The invention is not limited to the above embodiment. For example, the number of the tact switches may be any number as long as it is one or larger.

INDUSTRIAL APPLICABILITY

The information input device according to the invention is not only applicable to a cellular phone, but also applicable to other electronic apparatus such as a portable music player and a personal computer.

Claims

1. An information input device, comprising:

a printed board on the upper surface of which magnetic detection means and a switch are packaged;

a pressing board attached to the upper surface of the printed board such that the pressing board can press down the printed board; and

a rotational operation body rotatably supported by the central portion of the upper surface of the pressing board, an annular magnet on which N poles and S poles are alternately provided with a predetermined angle pitch being coaxially attached to the lower surface of the rotational operation body as one piece body, characterized in that: the magnetic detection means detects magnetic flux of the magnet passing through the pressing board when the rotational operation body is rotated; and

the switch is operated through the pressing board when the rotational operation body is pressed down.

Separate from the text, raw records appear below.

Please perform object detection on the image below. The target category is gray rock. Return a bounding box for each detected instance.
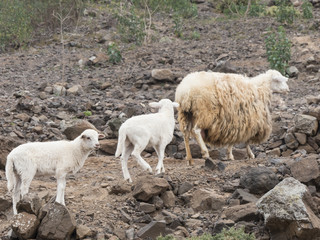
[151,69,175,81]
[132,177,170,202]
[231,188,258,204]
[294,114,318,136]
[99,139,118,156]
[290,155,320,183]
[161,191,176,208]
[11,212,40,239]
[240,167,279,194]
[191,189,226,211]
[257,177,320,240]
[137,221,166,239]
[37,202,76,240]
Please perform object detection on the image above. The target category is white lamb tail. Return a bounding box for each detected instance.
[115,128,126,157]
[6,157,16,192]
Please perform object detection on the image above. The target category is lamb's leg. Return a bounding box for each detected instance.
[246,144,255,159]
[193,128,209,159]
[12,174,21,215]
[183,130,194,166]
[227,145,234,160]
[56,174,66,205]
[120,144,133,182]
[154,146,165,174]
[131,143,152,173]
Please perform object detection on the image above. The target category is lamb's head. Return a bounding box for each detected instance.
[149,99,179,112]
[79,129,105,151]
[267,70,290,93]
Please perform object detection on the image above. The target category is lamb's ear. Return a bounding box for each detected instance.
[98,133,106,139]
[172,102,180,107]
[149,102,161,108]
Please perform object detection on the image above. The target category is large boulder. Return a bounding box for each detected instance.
[37,202,76,240]
[132,177,170,202]
[240,167,279,194]
[257,177,320,240]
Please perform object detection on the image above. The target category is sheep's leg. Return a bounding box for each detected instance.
[120,144,133,182]
[154,146,165,174]
[183,131,194,166]
[131,144,152,173]
[246,144,255,159]
[12,175,21,215]
[56,174,66,205]
[193,128,209,159]
[227,145,234,160]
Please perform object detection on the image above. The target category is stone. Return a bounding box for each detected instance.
[63,120,99,140]
[76,225,93,239]
[161,191,176,208]
[178,182,193,195]
[37,202,76,240]
[294,132,307,145]
[290,155,320,183]
[151,69,175,81]
[137,221,166,239]
[132,177,170,202]
[191,189,225,211]
[99,139,118,156]
[284,132,299,149]
[0,136,24,170]
[17,193,41,215]
[294,114,318,136]
[223,203,259,222]
[11,212,40,239]
[257,177,320,240]
[52,84,67,96]
[67,85,83,95]
[286,66,299,77]
[240,167,279,194]
[231,188,258,204]
[139,202,156,213]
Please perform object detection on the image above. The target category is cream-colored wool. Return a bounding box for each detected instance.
[175,70,289,164]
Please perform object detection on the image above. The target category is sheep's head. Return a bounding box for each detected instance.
[267,70,290,93]
[80,129,105,150]
[149,99,179,112]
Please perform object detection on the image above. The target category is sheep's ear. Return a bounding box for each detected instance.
[149,102,161,108]
[172,102,180,107]
[98,133,106,139]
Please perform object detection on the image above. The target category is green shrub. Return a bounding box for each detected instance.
[157,227,256,240]
[265,26,291,74]
[301,0,313,19]
[107,43,122,64]
[275,0,299,24]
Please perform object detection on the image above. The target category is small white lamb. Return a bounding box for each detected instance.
[6,129,104,214]
[115,99,179,182]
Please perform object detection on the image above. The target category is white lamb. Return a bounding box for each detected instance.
[115,99,179,182]
[6,129,104,214]
[175,70,289,165]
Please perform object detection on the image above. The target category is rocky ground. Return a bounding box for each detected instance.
[0,1,320,239]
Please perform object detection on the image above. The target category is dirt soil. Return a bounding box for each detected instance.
[0,1,320,237]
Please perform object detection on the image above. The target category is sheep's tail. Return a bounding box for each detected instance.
[6,155,16,192]
[115,128,126,157]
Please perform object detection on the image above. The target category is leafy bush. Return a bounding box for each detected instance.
[275,0,299,24]
[301,0,313,19]
[107,43,122,64]
[265,26,291,74]
[157,227,256,240]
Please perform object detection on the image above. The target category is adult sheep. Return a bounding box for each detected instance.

2. An information input device according to claim 1, characterized in that the pressing board is made of non-magnetic material and has a through hole through which magnetic flux passes at a position corresponding to the position of the magnetic detection means.

3. An information input device according to claim 1, characterized in that a pressing spacer is provided between the switch and the pressing board.

4. An information input device according to claim 1, characterized in that a sliding spacer is provided between the pressing board and the rotational operation body.

5. An information input device according to claim 1, characterized in that a plurality of legs projecting downward from the lower surface of the pressing board are inserted through a plurality of engaging holes formed on the printed board.

6. An information input device according to claim 1, characterized in that claws for preventing separation is provided at the lower edges of the legs.

7. An electronic apparatus characterized by including the information input device according to claim 1.

8. An information input device according to claim 2, characterized in that a pressing spacer is provided between the switch and the pressing board.

9. An information input device according to claim 2, characterized in that a sliding spacer is provided between the pressing board and the rotational operation body.

10. An information input device according to claim 3, characterized in that a sliding spacer is provided between the pressing board and the rotational operation body.

11. An information input device according to claim 2, characterized in that a plurality of legs projecting downward from the lower surface of the pressing board are inserted through a plurality of engaging holes formed on the printed board.

12. An information input device according to claim 3, characterized in that a plurality of legs projecting downward from the lower surface of the pressing board are inserted through a plurality of engaging holes formed on the printed board.

13. An information input device according to claim 4, characterized in that a plurality of legs projecting downward from the lower surface of the pressing board are inserted through a plurality of engaging holes formed on the printed board.

14. An information input device according to claim 2, characterized in that claws for preventing separation is provided at the lower edges of the legs.

15. An information input device according to claim 3, characterized in that claws for preventing separation is provided at the lower edges of the legs.

16. An information input device according to claim 4, characterized in that claws for preventing separation is provided at the lower edges of the legs.

17. An information input device according to claim 5, characterized in that claws for preventing separation is provided at the lower edges of the legs.

18. An electronic apparatus characterized by including the information input device according to claim 2.

19. An electronic apparatus characterized by including the information input device according to claim 3.

20. An electronic apparatus characterized by including the information input device according to claim 4.